Di sinilah bisa ditangkap pesan bahwa umat baik minoritas atau mayoritas mestinya mengabdikan usahanya untuk mengurus hal-hal yang substansial seperti kebutuhan ekonomi dan pendidikan—hal-hal yang benar-benar dibutuhkan untuk capacity building umat. Sebab itulah, mengurus formalisasi ajaran dan doktrin agama (baca; merancang perda agama dan seterusnya) menjadi sesuatu yang layak dinomor-duakan. Tidak ada hubungannya dengan peningkatan kualitas, juga kuantitas, sebuah umat. Demikian Nabi SAW sudah membuktikan. Begitu umat sejahtera dan cerdas, dengan segera ia menjadi umat yang beriman seperti dicitakan-citakan oleh perda-perda agama itu. Karena memang kemakmuran dan kecerdasan itu berbasis nilai-nilai agama.

Kisah panjang Nabi SAW menjadi minoritas Muslim di Makkah dan Abbesenia ini di-dedahkan dengan baik oleh Yasin Mazhar Siddiq dalam bukunya yang bertajuk “The Prophet Muhammad SAW; A Role Model for Muslim Minorities”.

Buku karya profesor Islamic Studies di Aligarh Muslim University ini memang buku sejarah. Tetapi dijamin tak menjemukan. Dalam buku ini, pembaca akan menjumpai detail Nabi SAW sebagai Muslim minoritas di Makkah dan Abbesinia dengan segala perniknya. Hunafa’, aliran (agama) penerus tradisi monotheisme Ibrahim, misalnya diceritakan dengan rinci. Lalu soal suksesi penguasa Ka’bah dari satu bani (suku atau klan, Pen.) ke bani yang lain dengan kronologis yang panjang. Juga pembeberan bukti persahabatan Muslim Mekkah dengan rakyat Abbesinia—termasuk syair-syair dari pujangga Arab tentang itu. Kisah Bilal dan Ummu Ayman dalam kapasitasnya sebagai orang dekat Nabi SAW, yang pribumi Abbesinia, juga dibeberkan dengan bagus.

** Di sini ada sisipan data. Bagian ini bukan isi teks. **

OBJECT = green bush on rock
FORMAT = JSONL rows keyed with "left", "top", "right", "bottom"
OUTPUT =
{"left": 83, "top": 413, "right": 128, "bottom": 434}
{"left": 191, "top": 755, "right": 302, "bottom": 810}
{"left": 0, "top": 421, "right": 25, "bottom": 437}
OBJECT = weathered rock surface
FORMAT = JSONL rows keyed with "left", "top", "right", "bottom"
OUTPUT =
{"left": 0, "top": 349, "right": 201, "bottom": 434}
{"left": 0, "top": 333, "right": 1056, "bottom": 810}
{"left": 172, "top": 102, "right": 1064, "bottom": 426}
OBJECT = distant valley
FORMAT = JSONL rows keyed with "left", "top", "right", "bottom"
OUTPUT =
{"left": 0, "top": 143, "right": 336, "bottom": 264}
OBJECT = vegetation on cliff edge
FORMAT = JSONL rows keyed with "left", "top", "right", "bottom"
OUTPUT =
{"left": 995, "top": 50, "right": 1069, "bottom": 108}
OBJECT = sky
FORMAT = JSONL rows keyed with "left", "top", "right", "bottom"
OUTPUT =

Itulah bedanya dengan buku sejarah lainnya—Yasin memang ingin membikin salah satu periode dakwah Nabi SAW ini dengan sudut pandang baru. Ia dalam hal ini mengeluh soal pola penulisan sejarah yang tak berkembang sejak dimulai oleh Ibnu Ishaq dan Ibnu Hisyam berabad-abad lalu. Mereka membahas Mekkah hanya pada soal turunnya wahyu untuk kali pertama, pemeluk Islam pertama, dan hal-hal lain di sekitar itu. Yasin, hemat penulis, sudah berhasil melakukan tugas ini. Toh begitu Yasin tetap merendah; pekerjaannya diakui bukan sesuatu yang sempurna atau sebuah error-free work.